GPT-5 Achieves 74.9% on SWE-bench Verified, Redefining AI Coding Accuracy

San Francisco – OpenAI's newly released GPT-5, particularly its high-capacity variant, combined with the Codex CLI, is proving to be an exceptionally powerful tool for coding tasks, significantly reducing issues like hallucinations that plague other models. The model, launched in August 2025, represents a substantial advancement in artificial intelligence, setting new benchmarks in coding performance and reliability. Early reports highlight its ability to tackle complex software engineering challenges with unprecedented accuracy.

A user identified as Haider recently commented on the model's capabilities, stating, > "GPT-5-high + Codex CLI is extremely powerful for coding." This sentiment underscores a growing consensus among developers regarding the new AI's robust performance. Haider further contrasted GPT-5 with competitor models, noting, > "the biggest issue with Claude models and Claude Code is hallucinations," adding that when errors are pointed out, Claude models often respond with, "'You're absolutely right.'"

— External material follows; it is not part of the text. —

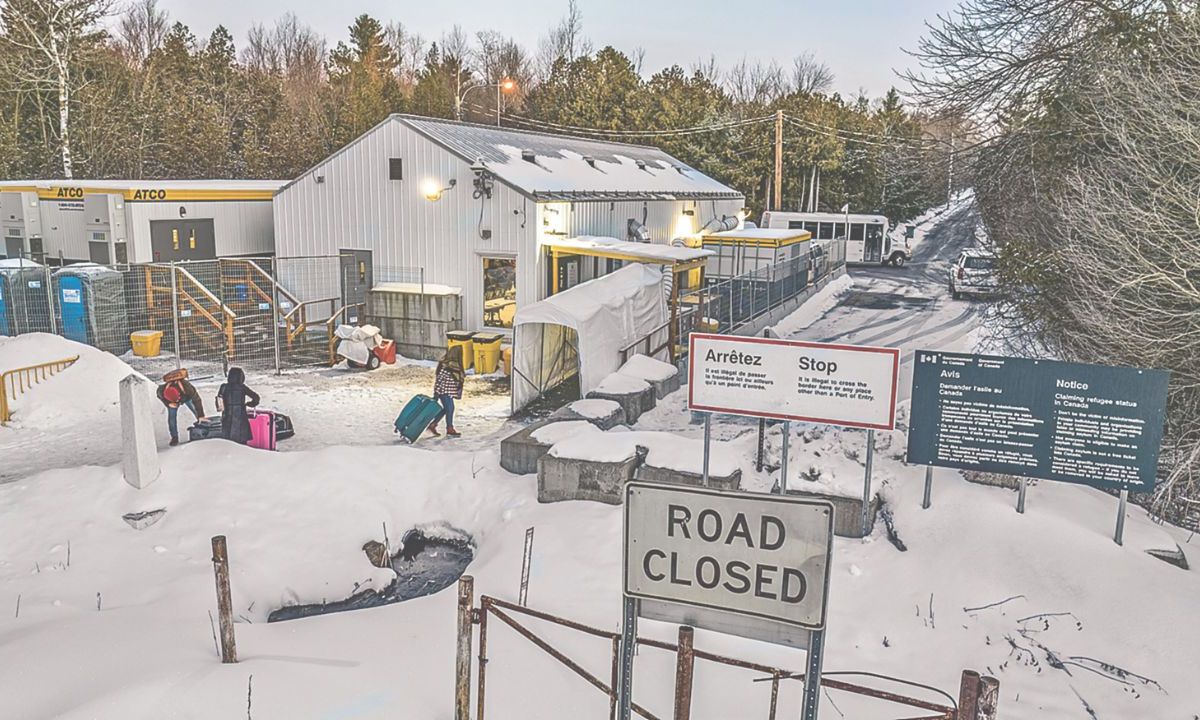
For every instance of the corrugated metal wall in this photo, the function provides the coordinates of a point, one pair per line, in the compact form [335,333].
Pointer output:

OpenAI reports that GPT-5 has achieved state-of-the-art scores in key coding benchmarks, including 74.9% on SWE-bench Verified and 88% on Aider polyglot, showcasing its prowess in real-world software engineering tasks and multi-language code editing. The company emphasized that GPT-5 meaningfully reduced sycophantic replies and hallucinations, a critical improvement for reliable code generation and problem-solving. This enhanced accuracy is attributed to improved training methodologies and a unified system that intelligently determines when to engage in deeper reasoning.

The integration of GPT-5 into platforms like GitHub Copilot and Visual Studio, often accessed through the Codex CLI, enables developers to leverage its advanced capabilities for tasks ranging from bug fixing and code editing to understanding complex codebases. Developers using GPT-5 have noted its intelligence and ease of steering, with some reporting that it achieves the best performance they've ever seen on internal benchmarks. This marks a significant step forward in AI-assisted software development, promising more efficient and reliable coding workflows.